Polling Super Tuesday 

 Another Tuesday, another primary election or twenty, and another opportunity for things to go wrong with pre-election polls.  The super Tuesday states, which had not seen much attention from pollsters earlier in January, have seen a deluge of polls released in the last week, nicely summarized at the Mystery Pollster blog.  As Mark Blumenthal's recent post points out, " Somebody's gonna be wrong ".  The amount of dispersion present in the recent polls on both sides of the election exhibit is far more than can be accounted for by sampling variability.  There are always house effects present in any polling context, but this borders on the ridiculuous.  Unlike New Hampshire, no matter how the results turn out (barring a possible McCain collapse), we probably won't see as great a hue and cry about the pollsters this time because their pre-election predictions are all over the map. 

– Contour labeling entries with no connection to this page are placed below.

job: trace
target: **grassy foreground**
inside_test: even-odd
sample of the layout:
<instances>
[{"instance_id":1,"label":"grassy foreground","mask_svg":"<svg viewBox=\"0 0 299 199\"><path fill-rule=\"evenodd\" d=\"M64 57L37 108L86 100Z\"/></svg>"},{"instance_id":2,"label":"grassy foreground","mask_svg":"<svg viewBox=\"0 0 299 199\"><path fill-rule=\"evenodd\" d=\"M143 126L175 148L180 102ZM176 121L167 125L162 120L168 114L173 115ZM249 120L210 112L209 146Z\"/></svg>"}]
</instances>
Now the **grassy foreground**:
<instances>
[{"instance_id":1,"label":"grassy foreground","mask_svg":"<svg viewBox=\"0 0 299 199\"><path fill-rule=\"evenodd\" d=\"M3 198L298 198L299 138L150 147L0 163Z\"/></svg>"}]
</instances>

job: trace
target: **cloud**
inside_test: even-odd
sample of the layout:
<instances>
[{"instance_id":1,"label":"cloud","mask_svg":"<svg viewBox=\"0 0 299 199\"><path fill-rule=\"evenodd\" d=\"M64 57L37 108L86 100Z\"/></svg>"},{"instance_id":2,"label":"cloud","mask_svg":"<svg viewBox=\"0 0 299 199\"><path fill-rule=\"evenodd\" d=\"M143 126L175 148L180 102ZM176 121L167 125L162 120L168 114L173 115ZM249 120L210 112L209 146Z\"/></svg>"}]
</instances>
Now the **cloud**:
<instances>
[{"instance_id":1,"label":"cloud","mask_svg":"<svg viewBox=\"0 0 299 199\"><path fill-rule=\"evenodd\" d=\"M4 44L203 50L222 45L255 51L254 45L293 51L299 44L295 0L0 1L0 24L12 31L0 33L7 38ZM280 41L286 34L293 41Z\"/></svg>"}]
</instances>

 Speaking of New Hampshire, Adam Berinsky from MIT e-mailed a few weeks ago to point to several studies that do look at errors in polling when a black candidate is on the ballot.  These include   Voting Hopes Or Fears?: White Voters, Black Candidates & Racial Politics   by Keith Reeves, " Race-of-Interviewer Effects in a Preelection Poll: Virginia 1989 " by Finkel, Guterbock, and Borg, and last but not least, Berinsky's   Silent Voices: Public Opinion and Political Participation in America  .  This just goes to show me that a quick Google Scholar search on "Bradley effect" misses a lot of good stuff.  We'll see if there is more evidence of such an effect tonight, but it is worth noting that in South Carolina things went the other way; Obama did much better than projected by the pre-election polls.  Since they didn't get the outcome wrong, however, the pollsters didn't get nearly as much grief as they did after New Hampshire.